Least Squares Estimation in Python, using Pandas and Statsmodels

Theory, equations and matrix shapes for data used in an ordinary least squares operation which fits a line through a set of points representing measured distances are shown at the top of this IPython notebook.

Theory, equations and matrix shapes for data used in a weighted least squares operation which compares the accuracy of a similarity and affine transform of observed x and y coordinates are shown at the top of this IPython notebook.
This notebook also demonstrates the use of estimated parameters to calculate transformed coordinates of new input points, using both statsmodels predict() function, and manually, using a transformation matrix.

Terminology

A, A matrix, X: the design matrix, referred to as exogenous in the statsmodels module. The explanatory variable, or regressors.
b, b vector, Y: the outcome vector, referred to as endogenous in the statsmodels module.
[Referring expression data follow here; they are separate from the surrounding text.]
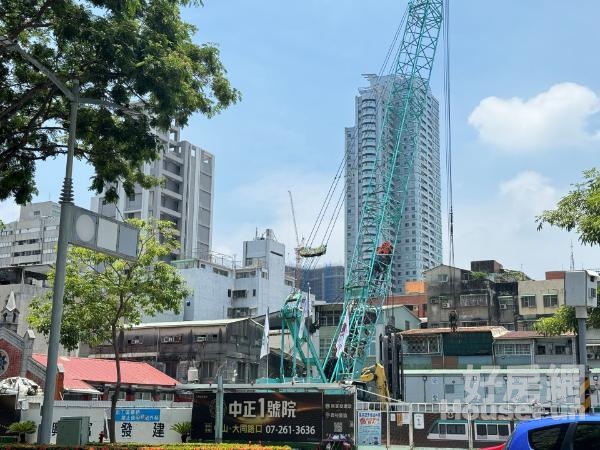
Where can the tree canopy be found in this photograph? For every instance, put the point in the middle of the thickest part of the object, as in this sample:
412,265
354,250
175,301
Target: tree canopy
105,295
135,53
579,210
The response variable, or regressand.

See the docs for a complete explanation. It should also be noted that the signatures of the numpy.linalg.lstsq and statsmodels.WLS methods are reversed: numpy expects the design matrix followed by the outcome vector, while statsmodels expects the outcome vector followed by the design matrix.

Data is contained in CSVs in the data directory:

coordinates.csv contains imaged coordinates of the control points, while ground_control_points.csv contains the actual coordinates in eastings and northings. For the OLS example, year_distance.csv contains the data for the ordinary least squares transform.

The matrices are described for the least squares methods using a patsy formula, which is similar to those used in R, though they can also be specified in terms of endog/exog (or y and X etc.) using the uppercase versions of the methods found in statsmodels.formula.api.
NB: If you are not using patsy to describe the OLS formula, you must ensure that your design matrix contains an intercept by including a constant term. You can do this manually, or by using the add_constant method. If you do not do this, your results will be wrong: the line will be fitted as if the b term in y = mx + b was 0.

It's apparent from the scatter plot shown at the top of the page that the affine transformation is the more accurate of the two, however we can compare the quality of the two transformations by obtaining the sigma zero value, which is the standard error of the weighted residual variance for each transform, and can be calculated by taking the square root of either the mse_resid or (more correctly in a weighted regression) the scale attribute of the result object:

Standard error of the affine transform: 0.0048
Standard error of the similarity transform: 0.0254

The ordinary least squares fit example is just a dummy set of measurements, regressed against the year in which they were made. Green points on the plot show actual measurements, while the fuchsia-coloured line shows the best fit following least squares treatment.